Single Parent Family: A Spectrum of Family Members from a Single Pre-Trained Foundation Model

Habib Hajimolahoseini,Mohammad Hassanpour,Foozhan Ataiefard,Boxing Chen,Yang Liu
2024-06-28
Abstract:This paper introduces a novel method of Progressive Low Rank Decomposition (PLRD) tailored for the compression of large language models. Our approach leverages a pre-trained model, which is then incrementally decompressed to smaller sizes using progressively lower ranks. This method allows for significant reductions in computational overhead and energy consumption, as subsequent models are derived from the original without the need for retraining from scratch. We detail the implementation of PLRD, which strategically decreases the tensor ranks, thus optimizing the trade-off between model performance and resource usage. The efficacy of PLRD is demonstrated through extensive experiments showing that models trained with PLRD method on only 1B tokens maintain comparable performance with traditionally trained models while using 0.1% of the tokens. The versatility of PLRD is highlighted by its ability to generate multiple model sizes from a single foundational model, adapting fluidly to varying computational and memory budgets. Our findings suggest that PLRD could set a new standard for the efficient scaling of LLMs, making advanced AI more feasible on diverse platforms.

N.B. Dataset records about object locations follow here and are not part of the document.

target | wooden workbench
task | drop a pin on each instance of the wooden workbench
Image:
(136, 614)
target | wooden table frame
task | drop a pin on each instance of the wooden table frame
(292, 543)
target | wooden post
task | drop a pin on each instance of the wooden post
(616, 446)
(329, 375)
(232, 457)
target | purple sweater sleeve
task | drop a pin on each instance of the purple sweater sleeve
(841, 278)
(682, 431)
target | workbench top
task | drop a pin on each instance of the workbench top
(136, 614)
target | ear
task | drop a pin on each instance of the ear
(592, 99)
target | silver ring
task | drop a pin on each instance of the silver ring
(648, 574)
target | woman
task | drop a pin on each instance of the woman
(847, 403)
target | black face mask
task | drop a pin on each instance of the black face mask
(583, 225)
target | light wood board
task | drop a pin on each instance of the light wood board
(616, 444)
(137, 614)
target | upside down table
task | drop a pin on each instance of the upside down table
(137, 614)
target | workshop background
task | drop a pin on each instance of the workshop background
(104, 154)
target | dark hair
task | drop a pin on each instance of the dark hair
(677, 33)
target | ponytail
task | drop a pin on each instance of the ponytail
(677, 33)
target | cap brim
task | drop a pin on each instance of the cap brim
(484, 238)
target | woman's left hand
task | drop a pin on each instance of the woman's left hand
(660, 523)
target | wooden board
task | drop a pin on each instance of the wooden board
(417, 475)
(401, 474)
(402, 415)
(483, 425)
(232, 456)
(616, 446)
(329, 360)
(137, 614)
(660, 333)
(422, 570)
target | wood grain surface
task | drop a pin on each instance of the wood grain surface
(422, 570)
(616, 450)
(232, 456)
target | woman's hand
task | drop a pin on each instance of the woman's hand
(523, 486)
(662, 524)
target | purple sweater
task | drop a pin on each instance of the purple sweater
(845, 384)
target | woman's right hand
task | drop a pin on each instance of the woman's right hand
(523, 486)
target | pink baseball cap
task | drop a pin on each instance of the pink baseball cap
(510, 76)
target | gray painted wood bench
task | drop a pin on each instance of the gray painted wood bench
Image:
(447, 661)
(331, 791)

Computation and Language,Artificial Intelligence,Machine Learning
What problem does this paper attempt to address?
The paper attempts to address the issue of high computational resource and memory consumption faced by large language models (LLMs) during training and deployment. Specifically: 1. **High computational resource and memory consumption**: Existing large language models require a significant amount of computational resources and memory due to their enormous number of parameters. For example, the GPT-3 model has 175 billion parameters and requires 320 GB of storage space, making it impossible for most consumer-grade devices to run these models. 2. **Limited model variants**: To accommodate different computational resources and application scenarios, existing LLMs typically release multiple variants of different sizes (such as Llama2's 7 billion, 13 billion, and 70 billion parameter versions). However, these variants are all trained from scratch, resulting in a very limited number of variants and very high training costs for each variant. 3. **Lack of intermediate-sized models**: If a user's computational resources fall between two variants, they can only choose the smaller variant, which may not be the optimal choice. To address these issues, the paper proposes a new method—Progressive Low Rank Decomposition (PLRD). This method can generate multiple models of different sizes from a pre-trained base model without retraining from scratch. The PLRD method compresses the model by progressively reducing the rank of tensors, significantly reducing computational overhead and energy consumption while maintaining model performance. Experimental results show that models trained using the PLRD method can achieve performance comparable to models trained using traditional methods with only 1 billion tokens.